Speaking with Russian security agencies operating in Ukraine late on Monday during Moscow’s Security Services Day, he said: “Yes, it is difficult for you now. The situation in the Donetsk and Luhansk People’s Republics, in the Kherson and Zaporizhzhia regions, is extremely difficult.”

The comments came after Kyiv renewed calls for more weapons after Russian drones hit energy targets across Ukraine last week and as fears grow that Russia is preparing for a fresh invasion from the north.

Mr Putin told the Federal Security Services [FSB] to step up surveillance of Russian society and the country’s borders to combat the “emergence of new threats” from abroad and “traitors” at home.

Russia’s state-controlled TASS news agency, quoting the video transcript of Mr Putin’s speech, said the president “urged the country’s counterintelligence agencies, including the military ones, to show utmost readiness and concentration”.

“It is necessary to put a firm stop to the activities of foreign special services, and to promptly identify traitors, spies and diversionists,” he said.

Meanwhile, UN Secretary-General Antonio Guterres commented on the invasion in New York on Monday, saying it “will go on” and that he does not see a prospect for “effective peace talks in the immediate future”.

“I am not optimistic about the possibility of effective peace talks in the immediate future. I do believe that the military confrontation will go on and I think we will have still to wait a moment in which serious negotiations for peace will be possible,” he added.

“I don’t see them in the immediate horizon and that is why we are concentrating our efforts on other aspects, including in relation to increasing the efficiency of the Black Sea Grain Initiative, studying the possibility of adding new components to that initiative such as ammonia exports, accelerating the exchange of prisoners of war.”

On Monday, according to Ukrainian newspaper The Kyiv Independent, Russia launched another attack on Ukraine using “Iranian-made kamikaze drones”. They targeted critical infrastructure in and around Kyiv, marking it the third attack on Kyiv in less than a week.

Thirty out of 35 drones were shot down above Ukraine, the country’s air force said on its Telegram channel. According to the air defence, the drones were launched from the eastern coast of the Sea of Azov.

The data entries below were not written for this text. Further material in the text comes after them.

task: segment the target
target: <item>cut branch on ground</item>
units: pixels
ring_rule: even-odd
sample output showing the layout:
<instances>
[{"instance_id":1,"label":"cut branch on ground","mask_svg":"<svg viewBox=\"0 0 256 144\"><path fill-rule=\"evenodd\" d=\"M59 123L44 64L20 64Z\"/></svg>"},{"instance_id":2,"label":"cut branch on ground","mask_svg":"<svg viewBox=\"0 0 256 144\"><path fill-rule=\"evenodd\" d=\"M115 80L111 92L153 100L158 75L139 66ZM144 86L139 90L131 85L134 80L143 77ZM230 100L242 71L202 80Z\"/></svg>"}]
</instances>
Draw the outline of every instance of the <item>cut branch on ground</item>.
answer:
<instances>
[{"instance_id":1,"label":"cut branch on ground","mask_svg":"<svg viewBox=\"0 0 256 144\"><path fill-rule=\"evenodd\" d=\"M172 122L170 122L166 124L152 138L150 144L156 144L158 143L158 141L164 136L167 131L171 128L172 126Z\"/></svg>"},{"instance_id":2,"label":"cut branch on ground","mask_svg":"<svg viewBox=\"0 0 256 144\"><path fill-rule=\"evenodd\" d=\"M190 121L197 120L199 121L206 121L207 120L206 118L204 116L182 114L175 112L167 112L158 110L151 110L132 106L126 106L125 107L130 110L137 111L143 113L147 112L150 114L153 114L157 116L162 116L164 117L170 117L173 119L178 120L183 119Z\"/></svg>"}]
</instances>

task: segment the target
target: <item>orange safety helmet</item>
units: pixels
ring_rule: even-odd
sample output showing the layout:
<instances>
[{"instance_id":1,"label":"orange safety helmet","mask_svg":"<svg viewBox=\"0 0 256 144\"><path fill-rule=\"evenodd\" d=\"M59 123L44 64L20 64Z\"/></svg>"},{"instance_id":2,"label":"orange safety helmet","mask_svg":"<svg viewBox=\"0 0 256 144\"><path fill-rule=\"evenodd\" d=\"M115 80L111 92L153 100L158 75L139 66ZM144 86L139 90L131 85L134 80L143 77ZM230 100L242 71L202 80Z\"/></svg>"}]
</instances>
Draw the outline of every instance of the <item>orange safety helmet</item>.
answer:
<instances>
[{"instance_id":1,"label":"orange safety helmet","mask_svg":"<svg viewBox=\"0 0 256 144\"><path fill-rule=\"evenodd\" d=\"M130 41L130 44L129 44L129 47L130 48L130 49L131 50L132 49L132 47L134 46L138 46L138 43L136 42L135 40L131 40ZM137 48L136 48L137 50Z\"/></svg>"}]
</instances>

Kyiv mayor Vitali Klitschko said explosions occurred in Kyiv’s central Solomianskyi and Shevchenkivskyi districts and reported that critical infrastructure was damaged. No casualties have been reported in the capital.

The Russian president also told the country’s Federal Security Service that it needed to “significantly improve” its work as the invasion is set to enter into the 11th month and Mr Putin paid a visit to ally Belarus.

“Today’s rapidly changing global situation and the emergence of new threats and challenges impose high demands on the entire system of Russia’s security agencies,” he said.

“This means that you need to significantly improve your work in key areas, and use your operational, technical and personnel potential to the fullest.”